Prompting as Scientific Inquiry

Published: 26 Sept 2025, Last Modified: 29 Oct 2025NeurIPS 2025 Position Paper TrackEveryoneRevisionsBibTeXCC BY 4.0
Keywords: prompting, capabilities discovery, mechanistic interpretability
TL;DR: Prompting is legitimate behavioral science that has unlocked most major LLM capabilities, not the unscientific "alchemy" it's often dismissed as.
Abstract: Prompting is the primary method by which we study and control large language models. It is also one of the most powerful: nearly every major capability attributed to LLMs—few-shot learning, chain-of-thought, constitutional AI—was first unlocked through prompting. Yet prompting is rarely treated as science and is frequently frowned upon as alchemy. We argue that this is a category error. If we treat LLMs as a new kind of organism—complex, opaque, and trained rather than programmed—then prompting is not a workaround. It is behavioral science. Mechanistic interpretability peers into the neural substrate, prompting probes the model in its native interface: language. We argue that prompting is not inferior, but rather a key component in the science of LLMs.
Lay Summary: Prompting is not a workaround—it is the primary way we study and steer large language models (LLMs). Many headline abilities—few-shot learning, chain-of-thought, and constitutional AI—were first unlocked by carefully phrasing inputs. Treating LLMs as organisms to be probed, prompting becomes behavioral science that complements mechanistic interpretability. We define prompting as interacting with LLMs in natural language and observing their outputs or probabilities.

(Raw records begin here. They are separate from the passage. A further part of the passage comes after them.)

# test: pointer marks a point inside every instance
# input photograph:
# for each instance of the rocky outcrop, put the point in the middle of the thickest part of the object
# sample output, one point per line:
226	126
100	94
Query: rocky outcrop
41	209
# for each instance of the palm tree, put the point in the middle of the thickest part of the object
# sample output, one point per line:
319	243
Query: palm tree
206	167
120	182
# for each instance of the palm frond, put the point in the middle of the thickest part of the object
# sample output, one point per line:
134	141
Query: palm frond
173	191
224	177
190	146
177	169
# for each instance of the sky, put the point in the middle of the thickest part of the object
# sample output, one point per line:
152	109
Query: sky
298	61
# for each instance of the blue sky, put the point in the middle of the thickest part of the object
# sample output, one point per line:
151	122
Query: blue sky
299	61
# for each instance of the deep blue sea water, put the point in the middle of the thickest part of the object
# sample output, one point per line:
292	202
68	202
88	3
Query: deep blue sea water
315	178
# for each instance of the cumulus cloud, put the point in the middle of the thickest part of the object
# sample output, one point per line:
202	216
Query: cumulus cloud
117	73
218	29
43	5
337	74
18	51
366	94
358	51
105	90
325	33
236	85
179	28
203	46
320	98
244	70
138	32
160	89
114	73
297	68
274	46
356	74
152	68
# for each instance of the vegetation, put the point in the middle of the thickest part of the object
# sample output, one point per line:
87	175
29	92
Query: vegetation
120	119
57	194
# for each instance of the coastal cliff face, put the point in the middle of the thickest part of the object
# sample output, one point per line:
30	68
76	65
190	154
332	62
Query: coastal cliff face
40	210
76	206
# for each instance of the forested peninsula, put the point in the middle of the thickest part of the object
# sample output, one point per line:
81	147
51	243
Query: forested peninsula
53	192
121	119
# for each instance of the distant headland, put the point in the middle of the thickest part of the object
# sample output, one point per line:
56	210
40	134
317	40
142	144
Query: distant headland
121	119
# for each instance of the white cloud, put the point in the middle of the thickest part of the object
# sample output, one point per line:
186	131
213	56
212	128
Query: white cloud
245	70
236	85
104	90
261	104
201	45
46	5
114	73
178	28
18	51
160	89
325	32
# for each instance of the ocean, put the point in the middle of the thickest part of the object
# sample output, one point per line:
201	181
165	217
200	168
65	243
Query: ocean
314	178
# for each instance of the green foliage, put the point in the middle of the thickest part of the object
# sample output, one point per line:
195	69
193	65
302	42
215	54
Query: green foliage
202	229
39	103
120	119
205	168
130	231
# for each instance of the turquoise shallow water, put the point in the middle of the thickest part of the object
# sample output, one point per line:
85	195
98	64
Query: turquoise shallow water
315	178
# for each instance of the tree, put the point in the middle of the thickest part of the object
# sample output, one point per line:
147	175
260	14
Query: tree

It is powerful for two reasons: (1) people grasp the structure of language; and (2) today’s models were discovered, not designed, so language is our most direct handle for revealing novel behavior. Prompting and interpretability intervene at different levels: interpretability alters internals; prompting perturbs inputs at the model’s native interface to establish causal links between context and behavior. Practically, prompting scales, maps broad behaviors, and seeds hypotheses that mechanistic work can later confirm—forming a bidirectional loop from behavior to mechanism and back. The upshot: to understand and control LLMs, we should treat prompt design and analysis as first-class scientific methods, used alongside circuit-level tools.